Where are all the women?
- lilyjclifford
- Jul 28, 2017
- 2 min read
So I was in need of an academic moral boost and decided to re-read my dissertation. I love essays, when I first started invigilating in the gallery I would write essays with titles like 'The relationship between craft and literature' and 'How spectacle design fit into the landscape of modern glass'.
Re-reading this five year old essay (To what extent have depictions of Jesus impacted modern figurative sculpture?) I was shocked to realise that apart from a handful of women artists I didn't make any mention of women. I remember doing a deal of research into representations of women in ecclesiastical art and yet none of it made the cut. I'd not made any mention of female artists earlier than 1960 and not one reference to female reactions or critics. I'm a little bit appalled in past me, and have no excuse as why that would have happened.

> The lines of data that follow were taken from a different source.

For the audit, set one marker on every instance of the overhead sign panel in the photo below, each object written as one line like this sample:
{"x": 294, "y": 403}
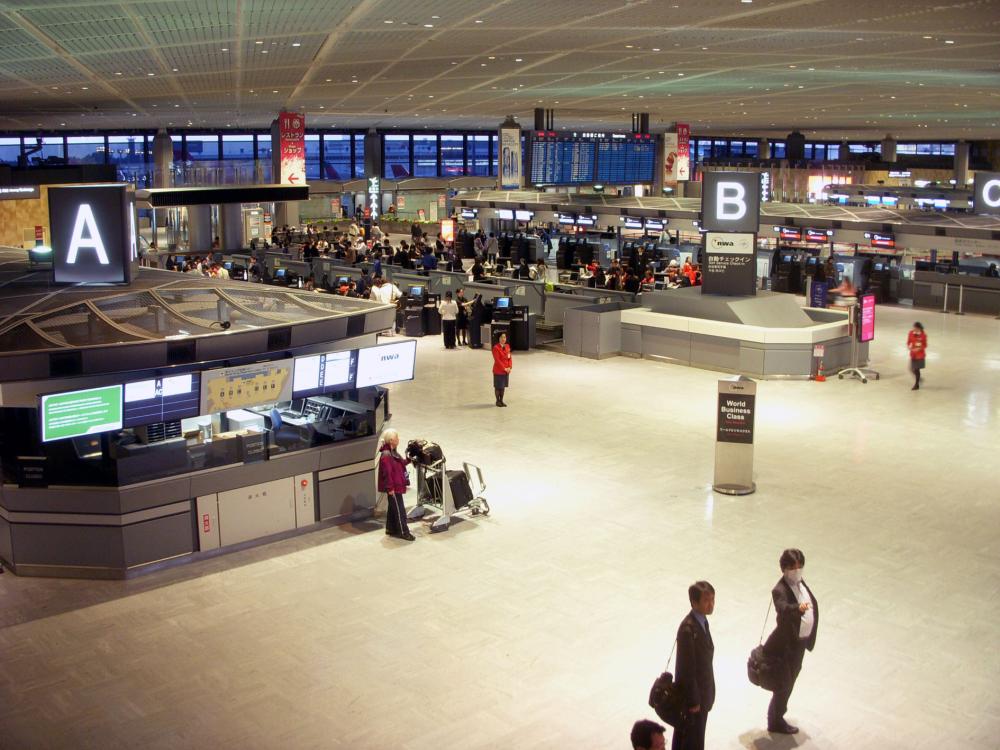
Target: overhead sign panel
{"x": 292, "y": 134}
{"x": 93, "y": 233}
{"x": 730, "y": 202}
{"x": 986, "y": 193}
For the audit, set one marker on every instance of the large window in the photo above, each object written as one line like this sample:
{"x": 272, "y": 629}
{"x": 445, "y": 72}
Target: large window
{"x": 202, "y": 147}
{"x": 452, "y": 156}
{"x": 396, "y": 156}
{"x": 237, "y": 147}
{"x": 10, "y": 150}
{"x": 127, "y": 149}
{"x": 85, "y": 149}
{"x": 425, "y": 156}
{"x": 52, "y": 150}
{"x": 312, "y": 157}
{"x": 337, "y": 157}
{"x": 359, "y": 156}
{"x": 478, "y": 155}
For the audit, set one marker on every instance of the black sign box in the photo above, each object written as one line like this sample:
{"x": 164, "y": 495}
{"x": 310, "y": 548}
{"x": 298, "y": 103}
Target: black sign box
{"x": 735, "y": 418}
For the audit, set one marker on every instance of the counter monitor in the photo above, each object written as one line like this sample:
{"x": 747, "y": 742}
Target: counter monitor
{"x": 165, "y": 399}
{"x": 324, "y": 373}
{"x": 77, "y": 413}
{"x": 389, "y": 363}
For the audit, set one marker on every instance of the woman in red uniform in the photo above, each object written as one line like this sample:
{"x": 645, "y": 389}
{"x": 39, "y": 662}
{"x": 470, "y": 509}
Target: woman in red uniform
{"x": 392, "y": 481}
{"x": 502, "y": 364}
{"x": 916, "y": 342}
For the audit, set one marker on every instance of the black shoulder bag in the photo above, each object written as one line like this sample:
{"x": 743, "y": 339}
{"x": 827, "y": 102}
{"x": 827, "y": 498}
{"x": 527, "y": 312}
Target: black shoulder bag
{"x": 665, "y": 697}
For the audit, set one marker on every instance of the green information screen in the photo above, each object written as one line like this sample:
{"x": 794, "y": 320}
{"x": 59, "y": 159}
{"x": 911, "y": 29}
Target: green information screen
{"x": 81, "y": 412}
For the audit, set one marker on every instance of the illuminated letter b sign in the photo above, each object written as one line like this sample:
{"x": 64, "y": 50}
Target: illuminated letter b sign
{"x": 986, "y": 193}
{"x": 730, "y": 202}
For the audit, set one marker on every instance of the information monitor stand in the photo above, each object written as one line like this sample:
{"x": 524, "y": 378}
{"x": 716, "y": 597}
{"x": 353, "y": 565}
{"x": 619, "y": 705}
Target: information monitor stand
{"x": 855, "y": 370}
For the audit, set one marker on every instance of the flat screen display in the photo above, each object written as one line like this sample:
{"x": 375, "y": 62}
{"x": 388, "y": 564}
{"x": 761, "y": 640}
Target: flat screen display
{"x": 162, "y": 399}
{"x": 886, "y": 241}
{"x": 866, "y": 329}
{"x": 324, "y": 373}
{"x": 241, "y": 387}
{"x": 77, "y": 413}
{"x": 389, "y": 363}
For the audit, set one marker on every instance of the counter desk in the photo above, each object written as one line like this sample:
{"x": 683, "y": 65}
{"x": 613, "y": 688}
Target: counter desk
{"x": 956, "y": 293}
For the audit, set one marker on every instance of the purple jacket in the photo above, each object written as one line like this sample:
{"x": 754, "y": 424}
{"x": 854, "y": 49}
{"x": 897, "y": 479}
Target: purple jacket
{"x": 392, "y": 472}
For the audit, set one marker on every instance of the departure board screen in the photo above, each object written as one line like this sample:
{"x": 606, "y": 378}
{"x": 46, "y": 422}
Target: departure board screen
{"x": 626, "y": 159}
{"x": 585, "y": 157}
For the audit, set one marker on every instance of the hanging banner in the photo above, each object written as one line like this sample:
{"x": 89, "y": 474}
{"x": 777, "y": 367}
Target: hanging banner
{"x": 729, "y": 264}
{"x": 683, "y": 151}
{"x": 670, "y": 157}
{"x": 510, "y": 158}
{"x": 292, "y": 136}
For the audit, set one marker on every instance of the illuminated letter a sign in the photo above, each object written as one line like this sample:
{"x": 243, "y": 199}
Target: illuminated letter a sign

In my second year I made my first figurative sculptures, they were called 'Original Women' and looked at different origin myths of women who were made from clay. Igbo goddess Ala, the Torah's Lillith and Wonder Woman. They appealed to me for having no father, they're all really strong and unapologetic. They're proto-feminists. Then in my third year I wanted to make my work more serious, so that meant male. I didn't think about it too much, the figures I made were un-gendered, but I called them Men of Doubt so who was I kidding?
After I read through my dissertation and dealt with my guilt I decided to make a sculpture, she would be a woman. I'd just had the luck of doing some life drawing with a pregnant model (all life models should be pregnant, if I ever pass a law it will be this one and all art colleges will curse me) so used some of the sketches I'd made and threw her together. The weird thing was that when I'd usually say declare that I was done I looked at this little woman and started making her shiny. I stuck pearls on her, sequins, glitter, painted her shimmering colours and gave her a plume of embroidery thread to comb. If I'd had molten gold I'd have dipped her in it.
I don't know what it means, probably something a little bit sexist but I'll figure it out.